The reason for these emotional rollercoaster rides and loss of productivity is procrastination and pre-crastination. There are 24 hours in a day. Eight hours to sleep, 8 hours to work, and 8 hours to do whatever we want to do. The challenge is how we handle the 8 hours to work and 8 hours to do what we want. Ultimately, we spend 8 hours per day or the equivalent of 50 weeks per year working. Additionally, we spend 8 hours per day or the equivalent of 73 weeks per year doing what we want to do. Therefore, what is the problem in getting things done? There is one thing that determines our productivity – managing procrastination.
Many people lack self-control. When we cannot manage self-control, we tend to choose what is more pleasurable -the immediate procrastinated tasks instead of the actual works. By procrastinating, we avoid the complicated work. It is much easier to choose pleasure over pain. The common symptoms of procrastination are lack of vision, lack of time, and lack of organization. Identifying the type of procrastination you personally experience is an essential step for you to fix the problem at its root. Listed below are common reasons for procrastination.
PERFECTIONIST. Being perfect is the pleasure perfectionists want. However, often this leads to them being too scared to show any imperfections. Because of this, they frequently fail to complete things, as they are forever seeking the perfect timing or approach. Tasks end up never being completed because, in the eyes of the perfectionist, things are never perfect enough.

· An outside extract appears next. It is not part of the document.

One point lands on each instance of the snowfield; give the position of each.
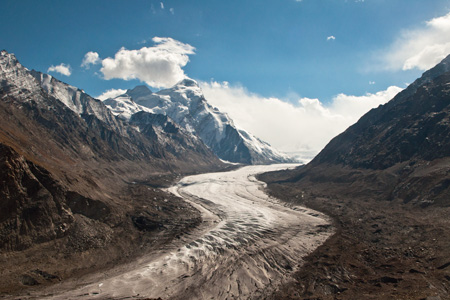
(247, 245)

SELF SABOTAGE. Self-saboteurs develop a fear of making mistakes or doing anything wrong. Their way to avoid these mishaps is to do nothing at all. In the end, they may make few mistakes – but they also see fewer accomplishments.
FALSE SECURITY. Those who believe that deadlines can push them to do better. Instead of having a schedule to complete their work – they prefer to enjoy time doing their own thing before the deadline comes around.
INABILITY TO PRIORITIZE. These personality types cannot prioritize their work. They do what they feel like they should do, rather than thinking through what they need to do. Prioritizing tasks is a step that takes extra time, so they will feel it is not worth it. Because of this, they usually end up doing many effortless tasks that do not contribute much to their success. They are incessantly busy on low-impact tasks but seem oblivious to urgent, high-impact tasks.
Whether it is fear of failure, overwhelming feelings, avoidance, or convincing yourself, you are just too busy to get something done, and you can improve your productivity by minimizing your procrastination by using one or all of the methods listed below.
1. Re-Clarify Your Goals. Take time out to regroup and ask yourself what you want to achieve. Write things down, scribble them out, and rewrite.
2. Do the Difficult Tasks First. Even if you feel you are not a morning person, the beginning of the day is when your brain is most productive. Use this window of time to get the more complicated stuff done. Finishing many simple tasks at the beginning of the day, such as reading all the new emails, only gives you a false sense of achievement.
3. Block out time on your calendar for high pay-off items. Writing things down is powerful and psychologically increases your need to get things done and established realistic deadlines. Break down larger tasks into smaller ones and turn them into daily or weekly goals. Then, use a calendar block to identify times in the day for specific goals.
4. Reward Yourself. It is essential to acknowledge and reward yourself for achieving even small tasks. It creates a sense of motivation and releases those feel-good, productive emotions that spur you on to achieve even more. Make your reward proportional to the task you completed, so getting a bite-sized task done gets you a cup of your favorite coffee or snack.
The Bottom Line
Procrastination exists for many reasons, and only you know for yourself what these triggers are. Understanding what procrastination is and the source of your avoidance tendencies is essential in moving them out of the way and help you start the productivity momentum. Make eliminating procrastination a significant priority, and you will super achieve in all your endeavors!